Some categories have more growth potential than others
First off, size matters. Larger manufacturers and private labels are going to be more likely to mitigate inflationary trends, believes IRI’s Roy. The biggest pressure will be on the small and mid-sized manufacturers, he said. They are likely to lose consumers, volume, value as inflation bites, he cautioned, which further raises the prospect of price wars. "If your price mitigation strategy doesn't take into account the very real prospect of price wars in the second half of the year, we would argue it's not complete,” warned Roy.
Growth area to watch: meal kits
Meal kit companies like HelloFresh, Gousto and Spain's Wetaca have enjoyed double-digit growth rates thanks to their ability to deliver freshness, convenience, variety and a reduction in food waste in people's homes. Many of these boxes contain private label products and therefore offer suppliers a new route to market. What’s more, both brands and private labels that are experienced in a meal kit are often sought by consumers when they go into stores.
Growth area to watch: quick commerce
Quick commerce currently only makes up about 3% of online grocery sales in Europe. Margins are also notoriously low, but there’s enough fast innovation in this space to excite retailers. Take the supermarket Morrisons – one of the UK’s big four. It’s just announced a national partnership with food delivery platform Gopuff, which will deliver the supermarket’s own-brand and branded products to customers in their homes in 15-20 minutes.
Superquick grocery delivery is very much a niche and nascent trend today but still one to watch, stressed Roy. “There is an element of market making and market sensing going on.

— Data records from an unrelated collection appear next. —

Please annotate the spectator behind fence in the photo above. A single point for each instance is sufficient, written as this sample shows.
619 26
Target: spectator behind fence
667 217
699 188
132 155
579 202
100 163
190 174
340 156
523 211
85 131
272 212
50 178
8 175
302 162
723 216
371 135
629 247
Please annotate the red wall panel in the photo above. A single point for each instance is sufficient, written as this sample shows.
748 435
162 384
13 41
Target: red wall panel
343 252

The business model is not entirely clear. But often there is a cost to doing nothing.”
This space is evolving so quickly, IRI notes; to the extent the quick commerce players themselves are creators of private labels. “A number of quick commerce players say they can get a 3% uplift on margin by bypassing brands and distributers and creating their own private labels in food and non-food. A lot of this innovation is being led in Asia but Europe is catching up.”
IRI research has further identified those categories most in demand by those shoppers who use quick delivery platforms: bakery, dairy, chilled, ready meals and alcohol.

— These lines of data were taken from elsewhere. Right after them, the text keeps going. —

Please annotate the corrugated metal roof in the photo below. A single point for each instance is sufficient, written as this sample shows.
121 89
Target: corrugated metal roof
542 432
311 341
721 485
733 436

Growth area to watch: high earners buying ‘on trend’
According to IRI, private labels are often finding success by tapping into those growth areas created during the pandemic such as plant-based, high-protein and foods low in salt and sugar.
"The number of private label loyalists is now equal more or less to the national label loyalists in the key European markets, noted Roy. “Half of the consumers we speak to also say they routinely switch between private labels and national brands, that's a significant investible opportunity," said Roy.
Most of these consumers are mid-earners. But in some markets, in France and Germany, for instance, high earners make up a proportion of these switchers.
Private labels can therefore narrow the gap with the national brands by targeting those consumers who look beyond price at things like sustainability, local souring and packaging. “If you ask these switchers where they intend to spend more or spend less, you find it's very much aligned with the larger consumer trends across the FMCG category,” Roy elaborated.
For example, fresh foods, plant-based and functional food and drinks that deliver clear benefits are at the fore of the current recovery in private label edibles, said Roy. "Private labels do better by being available at better prices,” he concluded. “Where they need to do a bit more are things around the range and variety, clear labels delivering claims and endorsements.”